Monday, May 17, 2010

One Hundred Things My Mother Taught Me A Million Times – Chapter 38

#38 - "You are not Ansel Adams, so always put people in your pictures.”
(Here's a photo that you could write a book from! Family members - 1950's)
When my first husband (of many) and I went on our 2-week honeymoon in 1966 to Colorado, Wyoming, Utah, Nevada, Arizona and New Mexico, we took lots of pictures of the many beautiful landscapes, but I only remember one, of me standing close to the edge of the grand canyon. It was the only photo we took that had a person in it. When I saw all those photos, none of which did the scenery anything close to justice, I flashed on what mom taught me a million times. “You’re not Ansel Adams SueAnn,” she’d say. “Put some people in the picture. Otherwise it just won’t be interesting.” Gaud, she was right again! Click on Read More below for the full story...

How many times have your rushed to look at the thousands of photos you took of stunning landscapes, only to sit there with a rather baffled, squinty look on your face, thinking, “Now why did I take that picture?” They just simply never turn out the way you think they will, and never as interesting as when they include people.

We are fascinated with photos of people aren’t we? I will look for hours at albums of people that I don’t even know, seeking stories in their faces, their clothes, and their body language. This group of photos  (right) was ornately posted on a bulletin board in a charming little town square in Italy. We didn’t know any of the people or exactly what it was all about, but we were mesmerized.

There seems to also be a correlation between age and appreciation for photos of people. I remember being younger and hating it when my mom wanted to take photos, show me photos or talk about photos. I could have cared less, I was too busy livin’. Now, perhaps I gravitate to photos to remember, validate, recapture, and remind me of what my mom called “her valuables.” Mom always said that family, people, were the only valuables, the rest was just vanity. It took me many years to truly appreciate that.

My family members are my valuables. The only valuables that truly matter.

So mom was right, always put people in your photos because you’re not Ansel Adams, and people are valuable.

Have a wonderful week!



  1. OMG. You're right; Mommy had a zillion photos of people and I hated being held hostage to the interminable explanations of who was holding whose child, married to whosey-whatsey, who was related to so and so, standing behind the woman in the polka-dotted dress, and the guy on the big motorcycle (I'm not singling out anyone here). And, didn't she go to the prom with what's-his-name? The connections between the people in her photos seemed endless to a kid. These days, I can't get enough of photos of people. Jane

  2. By the way, did those bottles of Coca-Cola contain the "real thing"?
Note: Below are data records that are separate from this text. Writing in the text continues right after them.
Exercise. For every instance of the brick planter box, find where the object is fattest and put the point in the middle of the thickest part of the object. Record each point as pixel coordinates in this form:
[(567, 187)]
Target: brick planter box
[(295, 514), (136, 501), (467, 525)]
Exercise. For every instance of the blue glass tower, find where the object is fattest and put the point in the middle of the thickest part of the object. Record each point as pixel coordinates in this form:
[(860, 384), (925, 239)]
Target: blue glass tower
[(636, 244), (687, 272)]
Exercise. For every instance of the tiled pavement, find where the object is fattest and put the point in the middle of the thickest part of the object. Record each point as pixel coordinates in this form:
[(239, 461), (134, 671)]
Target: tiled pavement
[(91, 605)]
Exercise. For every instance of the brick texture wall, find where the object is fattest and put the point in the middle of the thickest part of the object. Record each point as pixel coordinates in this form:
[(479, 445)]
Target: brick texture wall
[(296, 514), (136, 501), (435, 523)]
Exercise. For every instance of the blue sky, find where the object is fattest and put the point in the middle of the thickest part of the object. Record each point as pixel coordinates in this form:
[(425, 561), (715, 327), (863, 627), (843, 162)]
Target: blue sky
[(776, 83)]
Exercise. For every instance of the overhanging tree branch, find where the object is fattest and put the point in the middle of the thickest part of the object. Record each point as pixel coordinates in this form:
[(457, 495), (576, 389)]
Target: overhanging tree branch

  3. Totally agree! While I love some of my landscapes of the Grand Canyon, Hawaii, mountains, etc. I treasure my pics of family and friends. Wish I had more of my parents; they were great about taking pics of my brother and me but not so much themselves.
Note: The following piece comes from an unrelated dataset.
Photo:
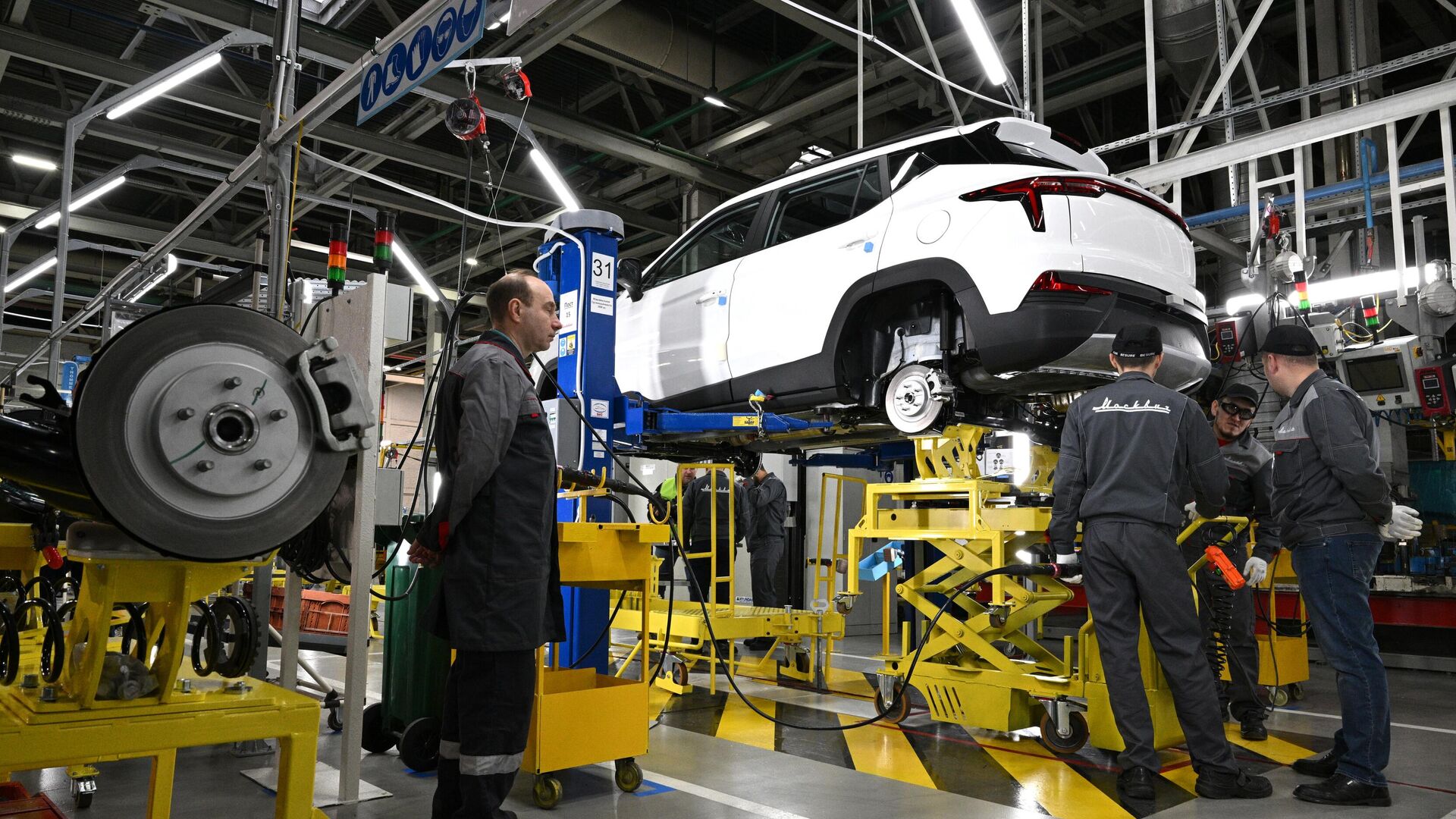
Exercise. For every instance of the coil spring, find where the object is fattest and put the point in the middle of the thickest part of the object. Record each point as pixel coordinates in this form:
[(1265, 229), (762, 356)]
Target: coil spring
[(1220, 621)]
  4. Jane: I'll bet there was some booze and cigarettes lurking about too! At some point n time I remember seeing an old photo of your mom and dad and Dorothy and Carrol, taken at the Teepee honky tonk in Rankin. I'd love to find that photo. Ask you mom about it.

    Nancy: There's a lesson for us all here. When we're gone, our children will cherish photos of us, so make sure they have plenty of them!

    Thank you Jane and Nancy for your comments.

  5. This makes me want to do what I've been meaning to ~ print out all my digital photos.Digital cameras are great, we're able to take tons of pictures; but unless we print them out some day there will be nothing to hold and remember upon. Great post. Keep writing and taking pictures.

  6. Thanks for your encouragement and comments Jamie - My daughter says that all the time. We have to print photos!